Finally, after nearly two years of planning and preparation, Blackmarket Bakery is opening its downtown Santa Ana location on Saturday, January 9. The new storefront, which replaces a clothing store, is the bakery’s second location after Costa Mesa. While it’s known for its wide array of sweet rolls, breads, pies, cookies, and tarts (and a cult following for ’em at that), its new location will also offer special items like pan dulce, breads from flours on site, and more savory goods. The first 50 customers will get a free egg-wichy—that is, an egg sandwich made with either a brioche bun or buttermilk biscuit. Doors open at 8 a.m., so you know what that means: free (if you get there early enough) breakfast!
Owner/chef Rachel Klemek is known for her Cabernet wine flour, which adds a light wine taste to some of her sweets. For those who’re unfamiliar with the bakery, here’s a great recap from Edwin’s 2008 review:
As a a proponent of all things natural and made-from-scratch, chef/owner Rachel Klemek operates with her grandmother’s credo in mind: “If you’re going to make a pound cake, you’re going to need a pound of butter.” You’ll encounter nothing unpronounceable on her ingredient labels. The list for her spiral brioche sounds downright Zen—flour, milk, butter, eggs, sugar, yeast, salt.

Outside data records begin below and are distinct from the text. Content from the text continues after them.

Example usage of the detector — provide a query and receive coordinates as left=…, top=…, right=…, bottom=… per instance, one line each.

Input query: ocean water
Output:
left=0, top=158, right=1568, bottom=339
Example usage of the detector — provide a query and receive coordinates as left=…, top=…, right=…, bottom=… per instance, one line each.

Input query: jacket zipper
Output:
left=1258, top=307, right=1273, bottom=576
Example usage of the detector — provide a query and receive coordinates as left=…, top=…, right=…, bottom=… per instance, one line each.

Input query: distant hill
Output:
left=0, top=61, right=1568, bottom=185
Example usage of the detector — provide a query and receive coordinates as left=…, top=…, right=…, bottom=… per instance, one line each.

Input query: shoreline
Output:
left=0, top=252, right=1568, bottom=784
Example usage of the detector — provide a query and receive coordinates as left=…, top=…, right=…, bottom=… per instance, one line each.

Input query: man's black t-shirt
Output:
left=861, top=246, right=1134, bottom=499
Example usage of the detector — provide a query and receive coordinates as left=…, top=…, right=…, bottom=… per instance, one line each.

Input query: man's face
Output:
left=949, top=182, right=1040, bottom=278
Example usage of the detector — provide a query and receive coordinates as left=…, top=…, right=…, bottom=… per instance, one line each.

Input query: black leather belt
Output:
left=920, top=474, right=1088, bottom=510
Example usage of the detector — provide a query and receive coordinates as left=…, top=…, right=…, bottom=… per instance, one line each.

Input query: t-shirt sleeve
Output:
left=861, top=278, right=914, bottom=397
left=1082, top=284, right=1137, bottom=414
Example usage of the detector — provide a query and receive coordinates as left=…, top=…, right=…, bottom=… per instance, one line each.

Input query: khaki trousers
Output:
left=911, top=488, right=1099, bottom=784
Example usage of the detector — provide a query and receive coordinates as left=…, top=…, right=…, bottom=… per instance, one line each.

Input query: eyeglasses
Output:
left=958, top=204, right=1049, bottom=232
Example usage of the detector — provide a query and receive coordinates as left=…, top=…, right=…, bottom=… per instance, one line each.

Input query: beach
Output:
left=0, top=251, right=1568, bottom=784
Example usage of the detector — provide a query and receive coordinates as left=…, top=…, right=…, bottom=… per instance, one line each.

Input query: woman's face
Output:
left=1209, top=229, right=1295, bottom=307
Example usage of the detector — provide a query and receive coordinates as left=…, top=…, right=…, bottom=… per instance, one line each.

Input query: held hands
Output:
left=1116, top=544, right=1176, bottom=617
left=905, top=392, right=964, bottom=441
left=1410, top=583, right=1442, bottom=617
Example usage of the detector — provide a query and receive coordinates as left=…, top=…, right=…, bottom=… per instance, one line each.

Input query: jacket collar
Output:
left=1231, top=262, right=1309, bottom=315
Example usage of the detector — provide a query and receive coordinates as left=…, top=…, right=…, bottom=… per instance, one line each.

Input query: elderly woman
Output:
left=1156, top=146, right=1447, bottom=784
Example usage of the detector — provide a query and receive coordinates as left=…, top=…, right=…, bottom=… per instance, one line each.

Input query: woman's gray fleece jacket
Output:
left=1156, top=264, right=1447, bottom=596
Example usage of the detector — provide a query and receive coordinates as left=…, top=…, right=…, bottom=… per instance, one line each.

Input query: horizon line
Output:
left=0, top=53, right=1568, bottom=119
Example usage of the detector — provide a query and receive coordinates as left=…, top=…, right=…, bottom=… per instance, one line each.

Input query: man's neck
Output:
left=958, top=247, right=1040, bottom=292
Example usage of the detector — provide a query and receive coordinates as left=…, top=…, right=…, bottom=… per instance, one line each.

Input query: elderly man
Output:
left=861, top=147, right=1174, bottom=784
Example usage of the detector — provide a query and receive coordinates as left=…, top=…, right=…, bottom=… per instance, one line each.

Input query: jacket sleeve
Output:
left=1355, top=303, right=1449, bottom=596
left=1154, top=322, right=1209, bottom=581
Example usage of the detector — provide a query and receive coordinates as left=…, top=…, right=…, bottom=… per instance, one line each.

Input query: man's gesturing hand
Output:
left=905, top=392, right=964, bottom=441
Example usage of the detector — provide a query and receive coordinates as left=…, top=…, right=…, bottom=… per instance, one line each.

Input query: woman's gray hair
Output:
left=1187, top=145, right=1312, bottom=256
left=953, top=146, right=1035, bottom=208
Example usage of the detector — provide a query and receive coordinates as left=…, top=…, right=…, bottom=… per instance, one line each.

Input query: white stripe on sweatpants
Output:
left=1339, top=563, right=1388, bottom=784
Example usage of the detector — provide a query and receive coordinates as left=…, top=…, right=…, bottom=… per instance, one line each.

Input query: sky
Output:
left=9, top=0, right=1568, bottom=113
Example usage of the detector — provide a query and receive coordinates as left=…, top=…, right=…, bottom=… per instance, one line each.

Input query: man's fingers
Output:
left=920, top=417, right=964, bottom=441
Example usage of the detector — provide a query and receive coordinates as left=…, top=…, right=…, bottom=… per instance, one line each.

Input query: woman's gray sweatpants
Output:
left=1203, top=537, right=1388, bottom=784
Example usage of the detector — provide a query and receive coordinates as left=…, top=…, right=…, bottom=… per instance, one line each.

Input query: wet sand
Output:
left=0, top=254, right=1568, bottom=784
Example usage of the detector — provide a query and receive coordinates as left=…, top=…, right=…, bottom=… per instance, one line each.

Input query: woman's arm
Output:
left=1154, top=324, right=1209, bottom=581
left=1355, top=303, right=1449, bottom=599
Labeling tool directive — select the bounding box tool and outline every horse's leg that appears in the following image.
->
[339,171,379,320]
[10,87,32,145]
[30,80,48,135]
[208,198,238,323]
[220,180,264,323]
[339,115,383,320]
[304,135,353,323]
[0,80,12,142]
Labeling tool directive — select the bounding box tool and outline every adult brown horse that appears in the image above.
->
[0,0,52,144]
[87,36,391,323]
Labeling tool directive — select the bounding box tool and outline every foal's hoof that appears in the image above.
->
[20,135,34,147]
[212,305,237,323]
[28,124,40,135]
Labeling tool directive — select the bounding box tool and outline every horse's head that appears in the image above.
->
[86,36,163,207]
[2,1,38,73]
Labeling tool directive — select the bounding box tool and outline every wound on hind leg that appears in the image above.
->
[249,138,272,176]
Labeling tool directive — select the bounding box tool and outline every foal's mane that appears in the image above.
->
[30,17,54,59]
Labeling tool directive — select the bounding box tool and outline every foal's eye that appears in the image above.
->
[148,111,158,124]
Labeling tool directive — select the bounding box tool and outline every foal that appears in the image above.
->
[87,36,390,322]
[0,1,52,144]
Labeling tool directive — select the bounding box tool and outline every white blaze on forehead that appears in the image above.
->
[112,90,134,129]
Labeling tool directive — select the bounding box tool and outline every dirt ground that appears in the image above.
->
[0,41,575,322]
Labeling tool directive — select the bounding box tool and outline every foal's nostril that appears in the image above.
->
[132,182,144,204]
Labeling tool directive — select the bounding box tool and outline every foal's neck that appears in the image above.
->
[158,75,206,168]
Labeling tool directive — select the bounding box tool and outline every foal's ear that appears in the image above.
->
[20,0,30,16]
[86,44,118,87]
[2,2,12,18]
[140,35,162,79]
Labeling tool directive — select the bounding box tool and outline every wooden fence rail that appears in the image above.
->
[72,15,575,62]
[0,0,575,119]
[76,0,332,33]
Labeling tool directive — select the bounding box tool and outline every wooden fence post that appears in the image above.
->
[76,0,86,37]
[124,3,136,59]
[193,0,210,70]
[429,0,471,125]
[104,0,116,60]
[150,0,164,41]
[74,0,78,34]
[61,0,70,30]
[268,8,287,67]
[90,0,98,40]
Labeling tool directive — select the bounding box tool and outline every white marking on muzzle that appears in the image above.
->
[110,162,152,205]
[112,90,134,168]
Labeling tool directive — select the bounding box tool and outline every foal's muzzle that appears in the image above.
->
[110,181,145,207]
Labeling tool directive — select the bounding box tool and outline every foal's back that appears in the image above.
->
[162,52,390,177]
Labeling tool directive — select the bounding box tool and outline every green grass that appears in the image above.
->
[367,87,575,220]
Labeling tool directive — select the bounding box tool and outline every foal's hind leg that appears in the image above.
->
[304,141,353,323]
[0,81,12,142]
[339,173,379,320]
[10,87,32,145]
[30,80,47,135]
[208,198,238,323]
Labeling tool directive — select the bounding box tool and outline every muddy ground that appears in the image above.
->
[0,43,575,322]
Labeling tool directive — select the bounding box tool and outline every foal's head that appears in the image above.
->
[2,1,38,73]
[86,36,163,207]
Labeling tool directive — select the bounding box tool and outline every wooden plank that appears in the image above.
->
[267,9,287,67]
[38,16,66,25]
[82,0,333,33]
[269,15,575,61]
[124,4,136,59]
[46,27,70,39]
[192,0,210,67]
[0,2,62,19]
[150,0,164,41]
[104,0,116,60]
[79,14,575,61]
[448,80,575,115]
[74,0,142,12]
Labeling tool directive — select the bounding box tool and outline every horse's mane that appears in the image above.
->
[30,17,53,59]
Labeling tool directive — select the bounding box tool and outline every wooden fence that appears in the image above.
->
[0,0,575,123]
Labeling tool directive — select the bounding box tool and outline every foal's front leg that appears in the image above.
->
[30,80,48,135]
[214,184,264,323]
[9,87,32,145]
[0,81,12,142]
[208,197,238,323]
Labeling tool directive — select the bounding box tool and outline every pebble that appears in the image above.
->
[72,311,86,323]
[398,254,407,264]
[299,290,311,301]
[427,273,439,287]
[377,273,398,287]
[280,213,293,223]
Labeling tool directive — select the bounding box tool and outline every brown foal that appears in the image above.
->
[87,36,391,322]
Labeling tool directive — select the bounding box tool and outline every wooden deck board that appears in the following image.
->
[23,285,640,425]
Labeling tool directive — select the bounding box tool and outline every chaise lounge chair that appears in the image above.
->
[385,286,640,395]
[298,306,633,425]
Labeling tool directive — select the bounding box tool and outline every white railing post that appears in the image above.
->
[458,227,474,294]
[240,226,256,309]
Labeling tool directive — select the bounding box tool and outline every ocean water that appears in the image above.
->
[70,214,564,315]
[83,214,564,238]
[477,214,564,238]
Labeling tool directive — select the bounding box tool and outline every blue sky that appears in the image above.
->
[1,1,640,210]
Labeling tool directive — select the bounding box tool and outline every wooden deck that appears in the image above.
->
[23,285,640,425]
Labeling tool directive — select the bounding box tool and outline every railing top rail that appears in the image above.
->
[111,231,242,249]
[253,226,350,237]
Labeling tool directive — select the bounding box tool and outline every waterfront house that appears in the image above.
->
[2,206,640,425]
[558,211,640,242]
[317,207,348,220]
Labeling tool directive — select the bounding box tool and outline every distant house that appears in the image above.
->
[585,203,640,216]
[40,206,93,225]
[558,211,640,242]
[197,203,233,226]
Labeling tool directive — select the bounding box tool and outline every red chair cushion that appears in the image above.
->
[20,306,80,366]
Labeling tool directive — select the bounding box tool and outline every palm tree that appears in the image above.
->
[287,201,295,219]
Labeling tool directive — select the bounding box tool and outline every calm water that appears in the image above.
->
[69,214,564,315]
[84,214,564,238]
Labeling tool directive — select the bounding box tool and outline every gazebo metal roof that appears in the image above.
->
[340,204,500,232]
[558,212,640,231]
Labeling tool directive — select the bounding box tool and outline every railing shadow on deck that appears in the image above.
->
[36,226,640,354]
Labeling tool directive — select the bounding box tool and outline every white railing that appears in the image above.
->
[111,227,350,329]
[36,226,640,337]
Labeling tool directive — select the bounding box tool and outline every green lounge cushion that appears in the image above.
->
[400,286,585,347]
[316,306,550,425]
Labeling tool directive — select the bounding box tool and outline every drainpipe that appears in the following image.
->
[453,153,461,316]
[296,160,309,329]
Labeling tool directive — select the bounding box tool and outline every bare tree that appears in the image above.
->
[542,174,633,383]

Simplicity and technique govern item Klemek bakes. Her froufrous follow the recipe for French-style macaroons and utilize no flour. They owe their structural integrity to nothing more than almond paste, egg whites, powdered sugar, sliced almonds, and citrus zest. The resulting surfboard-shaped cookies eat like Nilla wafers but disintegrate like meringues.
Gee, thanks Edwin—now I’m hungry!
Blackmarket Bakery in Santa Ana is located in the Santora Building at 211 North Broadway.